CES 2017 is the 50th anniversary of the annual consumer electronics trade show.
There have actually been well over 70 CESes since there used to be a summer version in the 1980s and 90s; this will be my 60th. And while interest in the show waned a bit in the 90s due to competition from Comdex, it’s been full steam ahead since Comdex bit the dust.
CES officials expect at least 170,000 at this year’s show, with 50,000 coming from abroad. Those in attendance can explore 1 million square feet of show floor and expect to walk at least 15-20 miles; make sure you pack comfortable shoes. As for what you might see as you give your Fitbit a run for its money, here are what I see as the five major themes for this year’s CES.
Smart Cars and Autonomous Vehicles
One of the more interesting exhibitors at CES is the automotive industry. It’s been represented at the show for decades, but mostly for add-on sound systems, in-car entertainment systems, and navigational products.
But CES has now become the place for auto companies to show off versions of their smart cars and prowess in self-driving cars. This year, Nissan CEO Carlos Ghosn is expected to show off an autonomous vehicle during a keynote.
We should also see a lot of products that can be added to a car to make them smarter, such as Navdy’s add-on that delivers a heads-up display for navigation and connects to smartphones to make existing cars more intelligent. Also look for innovative designs from Corning, which will demonstrate how “smart” glass will change the way we interact with our cars of the future.
Faraday Future is also expected to show off its electric car, a wannabe Tesla rival.
VR, AR, and Mixed Reality
At CES 2014, Oculus introduced its “Crystal Cove” VR headset prototype, and it became one of the bigger hits from the show. Since then, Facebook has acquired Oculus, which introduced a consumer version of the Rift this year. We’ve also seen the HTC Vive, Sony PlayStation VR, and Samsung Gear VR. However, VR so far has focused on games or vertical apps that bring VR to things like real estate listings, travel, and other visually driven business disciplines.
Standalone, powerful VR headsets not tethered to a PC are still in the works, so VR still has a few years before it reaches mainstream consumers. But virtual and augmented reality will be big at CES 2017, as will those that combine both experiences, or mixed reality.
8K on the Horizon
4K TVs, or those with HDR, were a hot topic at recent CES shows, and that should be the case again this year. 4K TVs are now more affordable and 4K content is slowly rolling out. The big question will be whether to buy a TV with an LCD, OLED, or Quantum dot display. Sony argues that LCD has a lot of life in it yet while LG wants to move everyone over to OLED. Samsung says Quantum dot is the future.
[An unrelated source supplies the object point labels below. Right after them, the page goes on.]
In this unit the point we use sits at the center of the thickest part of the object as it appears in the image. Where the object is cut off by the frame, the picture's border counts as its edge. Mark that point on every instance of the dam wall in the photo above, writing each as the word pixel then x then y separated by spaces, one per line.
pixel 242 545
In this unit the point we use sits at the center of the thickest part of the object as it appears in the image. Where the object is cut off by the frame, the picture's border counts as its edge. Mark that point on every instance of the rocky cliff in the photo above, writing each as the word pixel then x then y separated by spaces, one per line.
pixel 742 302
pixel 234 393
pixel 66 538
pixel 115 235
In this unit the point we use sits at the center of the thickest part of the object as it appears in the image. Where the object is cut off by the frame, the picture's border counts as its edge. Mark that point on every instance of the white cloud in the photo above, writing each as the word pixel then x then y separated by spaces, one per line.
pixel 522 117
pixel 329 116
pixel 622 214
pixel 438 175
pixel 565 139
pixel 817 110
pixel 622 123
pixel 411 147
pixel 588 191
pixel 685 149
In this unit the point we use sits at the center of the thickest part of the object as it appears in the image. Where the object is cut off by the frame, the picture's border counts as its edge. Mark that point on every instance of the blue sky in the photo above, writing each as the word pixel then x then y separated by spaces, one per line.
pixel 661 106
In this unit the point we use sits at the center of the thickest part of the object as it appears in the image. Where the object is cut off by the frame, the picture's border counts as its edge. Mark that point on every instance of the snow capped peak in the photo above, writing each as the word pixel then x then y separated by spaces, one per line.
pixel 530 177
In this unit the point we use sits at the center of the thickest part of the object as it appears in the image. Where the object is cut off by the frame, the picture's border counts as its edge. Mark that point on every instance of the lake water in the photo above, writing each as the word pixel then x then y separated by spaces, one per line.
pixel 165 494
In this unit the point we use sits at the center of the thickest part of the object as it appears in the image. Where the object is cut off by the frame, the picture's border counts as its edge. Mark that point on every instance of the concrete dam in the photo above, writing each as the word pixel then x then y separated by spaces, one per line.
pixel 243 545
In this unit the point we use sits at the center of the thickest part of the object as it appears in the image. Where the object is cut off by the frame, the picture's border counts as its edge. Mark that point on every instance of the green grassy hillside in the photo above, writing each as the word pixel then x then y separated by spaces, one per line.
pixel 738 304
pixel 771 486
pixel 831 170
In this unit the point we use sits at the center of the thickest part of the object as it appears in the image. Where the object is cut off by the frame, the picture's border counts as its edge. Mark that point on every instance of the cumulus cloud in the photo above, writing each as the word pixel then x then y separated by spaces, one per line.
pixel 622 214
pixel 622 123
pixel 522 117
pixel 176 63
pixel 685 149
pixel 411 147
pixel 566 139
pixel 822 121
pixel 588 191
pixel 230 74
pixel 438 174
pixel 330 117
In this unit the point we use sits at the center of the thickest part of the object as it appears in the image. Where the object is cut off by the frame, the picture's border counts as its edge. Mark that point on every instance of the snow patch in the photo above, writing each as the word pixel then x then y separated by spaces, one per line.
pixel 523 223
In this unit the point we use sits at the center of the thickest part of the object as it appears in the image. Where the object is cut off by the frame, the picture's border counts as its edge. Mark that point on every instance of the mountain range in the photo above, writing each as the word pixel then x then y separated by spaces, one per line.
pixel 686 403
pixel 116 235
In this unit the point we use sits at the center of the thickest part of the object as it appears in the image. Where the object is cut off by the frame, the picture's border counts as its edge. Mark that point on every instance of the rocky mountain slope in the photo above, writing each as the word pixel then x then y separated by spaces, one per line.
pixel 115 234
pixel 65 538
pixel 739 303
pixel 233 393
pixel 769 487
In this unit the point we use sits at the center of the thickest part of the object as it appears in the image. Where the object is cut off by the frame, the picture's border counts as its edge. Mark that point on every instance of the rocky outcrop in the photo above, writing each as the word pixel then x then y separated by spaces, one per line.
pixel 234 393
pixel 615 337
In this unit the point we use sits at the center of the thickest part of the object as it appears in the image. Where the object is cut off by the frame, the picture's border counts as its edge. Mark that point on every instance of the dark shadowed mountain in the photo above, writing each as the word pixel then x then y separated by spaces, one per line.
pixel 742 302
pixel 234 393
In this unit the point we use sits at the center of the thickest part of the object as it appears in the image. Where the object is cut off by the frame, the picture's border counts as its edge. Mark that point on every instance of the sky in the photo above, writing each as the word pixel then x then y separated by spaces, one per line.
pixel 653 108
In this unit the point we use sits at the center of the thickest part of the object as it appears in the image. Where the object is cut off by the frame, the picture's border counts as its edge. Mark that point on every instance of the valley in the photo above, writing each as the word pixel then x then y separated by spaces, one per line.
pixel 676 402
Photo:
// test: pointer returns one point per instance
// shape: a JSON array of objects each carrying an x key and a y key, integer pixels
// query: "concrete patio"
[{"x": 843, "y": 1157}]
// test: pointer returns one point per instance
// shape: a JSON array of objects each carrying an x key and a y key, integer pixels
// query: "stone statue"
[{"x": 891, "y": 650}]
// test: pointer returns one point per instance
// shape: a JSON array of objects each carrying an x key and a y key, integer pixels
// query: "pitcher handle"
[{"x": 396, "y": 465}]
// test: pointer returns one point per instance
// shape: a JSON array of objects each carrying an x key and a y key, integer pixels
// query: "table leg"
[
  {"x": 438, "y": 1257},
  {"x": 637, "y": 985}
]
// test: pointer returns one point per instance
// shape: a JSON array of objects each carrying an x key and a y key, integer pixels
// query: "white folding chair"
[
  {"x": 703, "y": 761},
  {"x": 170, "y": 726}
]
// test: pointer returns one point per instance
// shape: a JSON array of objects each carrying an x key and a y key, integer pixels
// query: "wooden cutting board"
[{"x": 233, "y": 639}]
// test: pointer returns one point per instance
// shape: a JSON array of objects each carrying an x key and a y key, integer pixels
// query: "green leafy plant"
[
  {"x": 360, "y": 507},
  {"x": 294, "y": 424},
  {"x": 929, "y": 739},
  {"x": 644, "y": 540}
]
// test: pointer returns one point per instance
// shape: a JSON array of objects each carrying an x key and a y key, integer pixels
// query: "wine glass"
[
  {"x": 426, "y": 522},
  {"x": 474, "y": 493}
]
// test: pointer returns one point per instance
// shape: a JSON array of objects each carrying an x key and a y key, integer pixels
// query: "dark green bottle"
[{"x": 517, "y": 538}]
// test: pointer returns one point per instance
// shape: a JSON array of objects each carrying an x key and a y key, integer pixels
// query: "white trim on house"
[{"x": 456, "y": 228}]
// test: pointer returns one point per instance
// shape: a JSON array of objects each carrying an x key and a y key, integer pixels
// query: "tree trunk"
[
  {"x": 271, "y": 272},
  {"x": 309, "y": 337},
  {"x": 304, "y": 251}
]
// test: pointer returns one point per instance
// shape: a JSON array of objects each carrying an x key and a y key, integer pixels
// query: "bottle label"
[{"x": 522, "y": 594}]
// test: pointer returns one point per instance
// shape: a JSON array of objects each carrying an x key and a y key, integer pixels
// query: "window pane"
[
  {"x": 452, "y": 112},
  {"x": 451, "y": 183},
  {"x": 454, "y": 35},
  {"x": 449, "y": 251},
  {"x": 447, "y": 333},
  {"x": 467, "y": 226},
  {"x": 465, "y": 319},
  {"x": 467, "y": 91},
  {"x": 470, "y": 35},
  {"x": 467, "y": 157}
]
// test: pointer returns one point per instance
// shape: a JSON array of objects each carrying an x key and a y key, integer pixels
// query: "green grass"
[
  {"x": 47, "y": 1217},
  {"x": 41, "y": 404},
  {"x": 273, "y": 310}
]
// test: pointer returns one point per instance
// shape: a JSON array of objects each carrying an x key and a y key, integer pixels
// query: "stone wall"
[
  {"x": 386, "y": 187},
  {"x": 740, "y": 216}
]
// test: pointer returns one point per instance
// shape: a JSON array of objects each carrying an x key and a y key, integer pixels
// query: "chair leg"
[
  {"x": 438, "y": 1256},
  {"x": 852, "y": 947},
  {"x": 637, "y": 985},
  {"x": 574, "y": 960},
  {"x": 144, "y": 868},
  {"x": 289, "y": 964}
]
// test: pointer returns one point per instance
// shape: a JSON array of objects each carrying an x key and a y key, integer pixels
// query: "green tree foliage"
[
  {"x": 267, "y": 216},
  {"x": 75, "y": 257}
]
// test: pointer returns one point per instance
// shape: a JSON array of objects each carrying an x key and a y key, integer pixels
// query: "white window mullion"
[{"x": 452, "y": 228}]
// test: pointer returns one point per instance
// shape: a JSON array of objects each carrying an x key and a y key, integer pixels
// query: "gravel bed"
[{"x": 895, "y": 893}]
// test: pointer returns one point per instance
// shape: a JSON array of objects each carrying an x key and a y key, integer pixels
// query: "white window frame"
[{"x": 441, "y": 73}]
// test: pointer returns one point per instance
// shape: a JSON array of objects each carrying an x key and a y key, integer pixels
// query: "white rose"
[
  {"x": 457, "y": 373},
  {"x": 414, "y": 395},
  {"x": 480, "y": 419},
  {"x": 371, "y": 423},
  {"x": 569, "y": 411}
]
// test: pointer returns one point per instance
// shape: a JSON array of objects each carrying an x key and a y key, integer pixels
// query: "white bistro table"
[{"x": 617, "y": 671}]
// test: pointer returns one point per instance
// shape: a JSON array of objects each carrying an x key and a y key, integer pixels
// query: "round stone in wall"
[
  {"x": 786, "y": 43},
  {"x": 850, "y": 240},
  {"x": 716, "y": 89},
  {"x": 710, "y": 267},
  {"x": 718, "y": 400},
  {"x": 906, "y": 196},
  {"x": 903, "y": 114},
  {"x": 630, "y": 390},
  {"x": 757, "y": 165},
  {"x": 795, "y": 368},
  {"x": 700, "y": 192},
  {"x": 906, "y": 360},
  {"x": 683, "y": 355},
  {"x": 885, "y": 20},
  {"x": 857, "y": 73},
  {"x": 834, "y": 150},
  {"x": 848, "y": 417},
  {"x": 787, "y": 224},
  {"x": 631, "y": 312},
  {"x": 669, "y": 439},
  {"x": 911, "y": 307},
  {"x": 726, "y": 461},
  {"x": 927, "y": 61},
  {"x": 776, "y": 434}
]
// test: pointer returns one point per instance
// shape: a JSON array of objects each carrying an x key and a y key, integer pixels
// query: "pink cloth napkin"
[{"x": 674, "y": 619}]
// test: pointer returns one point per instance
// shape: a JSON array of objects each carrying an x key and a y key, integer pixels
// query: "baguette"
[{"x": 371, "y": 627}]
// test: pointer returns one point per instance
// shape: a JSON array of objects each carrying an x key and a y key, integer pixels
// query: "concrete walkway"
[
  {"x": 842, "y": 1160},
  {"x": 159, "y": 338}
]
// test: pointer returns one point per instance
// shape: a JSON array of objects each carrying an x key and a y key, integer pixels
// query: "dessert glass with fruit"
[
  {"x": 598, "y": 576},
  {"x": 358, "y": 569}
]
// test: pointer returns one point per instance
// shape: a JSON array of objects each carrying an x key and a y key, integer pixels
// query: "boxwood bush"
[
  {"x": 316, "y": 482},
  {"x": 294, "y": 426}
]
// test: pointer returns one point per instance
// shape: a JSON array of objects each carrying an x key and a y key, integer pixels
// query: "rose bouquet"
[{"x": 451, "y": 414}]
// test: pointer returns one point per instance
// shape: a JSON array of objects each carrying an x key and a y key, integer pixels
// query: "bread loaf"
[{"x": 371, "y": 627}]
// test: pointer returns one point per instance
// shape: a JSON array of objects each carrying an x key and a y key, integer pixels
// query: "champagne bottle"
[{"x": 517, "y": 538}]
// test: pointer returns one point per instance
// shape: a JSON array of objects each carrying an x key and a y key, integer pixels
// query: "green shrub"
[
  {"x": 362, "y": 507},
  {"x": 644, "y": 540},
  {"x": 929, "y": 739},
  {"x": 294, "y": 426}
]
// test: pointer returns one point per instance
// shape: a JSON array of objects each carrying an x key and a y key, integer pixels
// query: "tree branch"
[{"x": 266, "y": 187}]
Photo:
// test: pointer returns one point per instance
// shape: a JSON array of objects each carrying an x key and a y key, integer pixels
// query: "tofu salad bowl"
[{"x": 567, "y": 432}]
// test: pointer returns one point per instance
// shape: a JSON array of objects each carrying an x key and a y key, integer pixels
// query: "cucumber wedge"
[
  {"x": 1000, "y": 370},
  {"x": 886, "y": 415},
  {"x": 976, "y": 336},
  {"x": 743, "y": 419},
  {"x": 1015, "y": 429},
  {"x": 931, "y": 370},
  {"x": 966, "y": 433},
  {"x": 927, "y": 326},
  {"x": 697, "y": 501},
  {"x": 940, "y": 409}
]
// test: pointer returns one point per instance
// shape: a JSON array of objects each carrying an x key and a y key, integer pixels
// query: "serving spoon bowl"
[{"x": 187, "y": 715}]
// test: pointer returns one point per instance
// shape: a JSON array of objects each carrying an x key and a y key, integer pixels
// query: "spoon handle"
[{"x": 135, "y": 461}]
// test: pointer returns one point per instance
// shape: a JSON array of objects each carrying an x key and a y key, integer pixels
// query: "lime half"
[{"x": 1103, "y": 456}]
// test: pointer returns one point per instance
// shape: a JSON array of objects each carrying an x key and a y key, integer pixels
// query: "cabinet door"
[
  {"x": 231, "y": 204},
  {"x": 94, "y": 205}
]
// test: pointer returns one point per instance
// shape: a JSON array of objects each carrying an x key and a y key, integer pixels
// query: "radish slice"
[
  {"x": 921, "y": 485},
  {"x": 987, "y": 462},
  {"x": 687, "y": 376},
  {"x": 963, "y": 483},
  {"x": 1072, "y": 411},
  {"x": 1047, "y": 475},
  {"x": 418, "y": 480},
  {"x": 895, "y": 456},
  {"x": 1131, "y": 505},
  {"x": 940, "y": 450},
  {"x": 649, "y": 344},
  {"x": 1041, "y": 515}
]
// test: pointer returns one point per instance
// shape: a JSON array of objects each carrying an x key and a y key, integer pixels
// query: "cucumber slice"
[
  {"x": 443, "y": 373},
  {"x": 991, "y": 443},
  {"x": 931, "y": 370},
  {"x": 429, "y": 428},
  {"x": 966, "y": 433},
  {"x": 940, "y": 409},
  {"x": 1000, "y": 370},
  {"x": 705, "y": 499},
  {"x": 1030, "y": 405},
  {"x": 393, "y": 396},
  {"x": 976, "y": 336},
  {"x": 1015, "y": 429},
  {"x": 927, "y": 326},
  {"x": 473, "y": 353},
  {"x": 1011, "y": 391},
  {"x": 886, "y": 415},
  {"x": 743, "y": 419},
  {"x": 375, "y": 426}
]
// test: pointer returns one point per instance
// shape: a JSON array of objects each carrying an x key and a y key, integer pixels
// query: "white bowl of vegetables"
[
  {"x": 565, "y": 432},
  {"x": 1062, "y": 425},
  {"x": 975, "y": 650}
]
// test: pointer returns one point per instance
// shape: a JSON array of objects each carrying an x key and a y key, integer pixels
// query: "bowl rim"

Cost will be a big factor in this decision. LCD resolution quality has improved, but these sets are also mass produced, so they’re less costly than OLED TVs, which require a more labor-intensive production process. Quantum dot TVs are also pricier than LCD, but all three are highly competitive and the value of each is in the eye of the beholder.
CES will also have at least a couple TV vendors showing off 8K TVs. The goal is to start moving people to 8K by the 2020 Olympics, which will hopefully be shot in 8K, with a more complete rollout by 2021-2022.
IoT Will Be Everywhere
The Internet of Things (IoT) will be represented in just about every product in one form or another. Connected devices and IoT-related products will be in everything from new wearables and health-related products to appliances and vehicles. One could almost call CES the IoT show given that just about every product shown will have some form of connectivity. CES recognizes this and has pavilions dedicated to connected health, fitness, communications, and automobiles.
Personal Robots, Transportation Devices, and Drones
Given the amount of invites I have received about personal robots, I suspect this will be an interesting new category at CES.
Some of these robots are task-oriented, such as robot vacuums and coffee makers, but some are actually small robots that follow you around and become some type of personal assistant. Also hot will be personal transportation devices like hoverboards and different variations on the idea of giving people new forms of personal transportation options. And we should see dozens of new drones that target both business and consumers.
While I enjoy walking the full show, the most interesting area of the show for me is something called Eureka Park, home to many startups and booths sponsored by specific countries such as France, China, Spain, Italy, and others. Every year, I find some gem from one of these vendors; it’s one of the richest areas of CES to mine for new products and product ideas.
For many, the show has just become too big and crowded and they choose to not attend. I respect that decision, but I still see CES as very valuable to check out new products, see old friends and meet new ones, meet with clients and of course, network. Thankfully my health is holding up and walking 15-20 miles during the show is actually good for me.